Conforme o estudo, o pavimento das estradas foi considerado regular, ruim ou péssimo em 54,5% dos quilômetros avaliados; 40,5% do total não possuía acostamento e 70,3% apresentava sinalização com problemas. Apenas 25% da malha avaliada foi classificada positivamente (11% ótima e 14% boa). As melhores estradas do país estão localizadas no Estado de São Paulo.
Pesquisa do Instituto de Pesquisas Econômicas e Aplicadas (Ipea), divulgada em outubro, calcula que os acidentes de trânsito nas rodovias brasileiras geram um custo de R$ 24,6 bilhões ao país por ano, incluindo perda de veículos, gastos com hospitais e funerais.

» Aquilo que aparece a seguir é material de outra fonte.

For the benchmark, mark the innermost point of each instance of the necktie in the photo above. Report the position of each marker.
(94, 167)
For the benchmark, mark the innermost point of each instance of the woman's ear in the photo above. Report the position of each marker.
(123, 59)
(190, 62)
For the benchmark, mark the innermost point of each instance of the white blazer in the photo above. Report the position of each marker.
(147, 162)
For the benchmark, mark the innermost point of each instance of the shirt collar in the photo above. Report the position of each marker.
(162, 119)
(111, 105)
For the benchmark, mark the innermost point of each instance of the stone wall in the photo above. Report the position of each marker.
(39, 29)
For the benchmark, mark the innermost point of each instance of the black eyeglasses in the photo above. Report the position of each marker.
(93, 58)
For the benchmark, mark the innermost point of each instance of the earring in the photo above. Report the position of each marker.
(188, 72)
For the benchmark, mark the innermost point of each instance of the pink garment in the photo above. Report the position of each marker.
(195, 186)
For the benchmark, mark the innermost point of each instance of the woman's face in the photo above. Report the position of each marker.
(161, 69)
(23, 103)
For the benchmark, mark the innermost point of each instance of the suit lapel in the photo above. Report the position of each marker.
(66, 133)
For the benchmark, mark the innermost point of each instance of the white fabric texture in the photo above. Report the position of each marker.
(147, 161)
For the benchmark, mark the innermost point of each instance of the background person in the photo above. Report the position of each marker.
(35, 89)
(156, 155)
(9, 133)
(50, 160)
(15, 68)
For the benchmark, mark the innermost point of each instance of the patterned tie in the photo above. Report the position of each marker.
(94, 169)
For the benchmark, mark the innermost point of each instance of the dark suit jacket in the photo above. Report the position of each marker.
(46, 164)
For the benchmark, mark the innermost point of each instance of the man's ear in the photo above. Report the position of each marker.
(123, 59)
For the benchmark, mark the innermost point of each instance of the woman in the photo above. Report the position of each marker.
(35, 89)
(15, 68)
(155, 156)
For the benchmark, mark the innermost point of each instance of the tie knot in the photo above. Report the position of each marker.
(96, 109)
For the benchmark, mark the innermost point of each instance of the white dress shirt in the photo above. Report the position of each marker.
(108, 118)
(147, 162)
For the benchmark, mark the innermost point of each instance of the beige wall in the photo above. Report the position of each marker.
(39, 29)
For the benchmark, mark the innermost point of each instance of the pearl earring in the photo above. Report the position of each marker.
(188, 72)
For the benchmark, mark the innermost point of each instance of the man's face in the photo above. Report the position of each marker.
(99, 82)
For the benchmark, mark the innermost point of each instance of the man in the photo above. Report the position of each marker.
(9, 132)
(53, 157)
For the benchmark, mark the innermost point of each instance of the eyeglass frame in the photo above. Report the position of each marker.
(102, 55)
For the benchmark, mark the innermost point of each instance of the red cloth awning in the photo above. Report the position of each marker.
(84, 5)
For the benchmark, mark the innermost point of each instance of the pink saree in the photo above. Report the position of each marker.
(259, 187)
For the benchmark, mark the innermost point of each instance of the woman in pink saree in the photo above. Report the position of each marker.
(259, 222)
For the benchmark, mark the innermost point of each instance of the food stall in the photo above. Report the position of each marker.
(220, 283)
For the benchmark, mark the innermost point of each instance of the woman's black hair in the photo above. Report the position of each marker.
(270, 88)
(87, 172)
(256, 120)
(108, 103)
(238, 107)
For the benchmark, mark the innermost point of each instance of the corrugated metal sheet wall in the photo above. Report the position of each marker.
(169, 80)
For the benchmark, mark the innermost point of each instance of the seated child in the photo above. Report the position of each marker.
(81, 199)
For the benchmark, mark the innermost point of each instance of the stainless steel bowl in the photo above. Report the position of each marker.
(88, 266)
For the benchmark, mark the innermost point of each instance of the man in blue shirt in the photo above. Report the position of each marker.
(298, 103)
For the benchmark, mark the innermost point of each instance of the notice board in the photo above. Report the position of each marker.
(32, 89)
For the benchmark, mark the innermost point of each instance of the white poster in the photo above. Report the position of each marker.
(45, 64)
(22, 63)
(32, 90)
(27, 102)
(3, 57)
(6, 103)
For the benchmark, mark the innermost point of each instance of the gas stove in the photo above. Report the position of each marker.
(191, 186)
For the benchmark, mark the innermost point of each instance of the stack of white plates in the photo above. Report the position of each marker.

Ratificando os prejuízos causados pela má condição das estradas, Daniela Bacchi Bartholomeu, em tese de doutorado defendida em novembro na Esalq/USP, mostra que se as rodovias em pior estado de conservação fossem recuperadas, haveria uma redução de 4,8% no consumo de combustível e de 4,5% na emissão de gás carbônico, além de uma economia, para o motorista, de quase R$ 34,00 a cada 100 quilômetros rodados.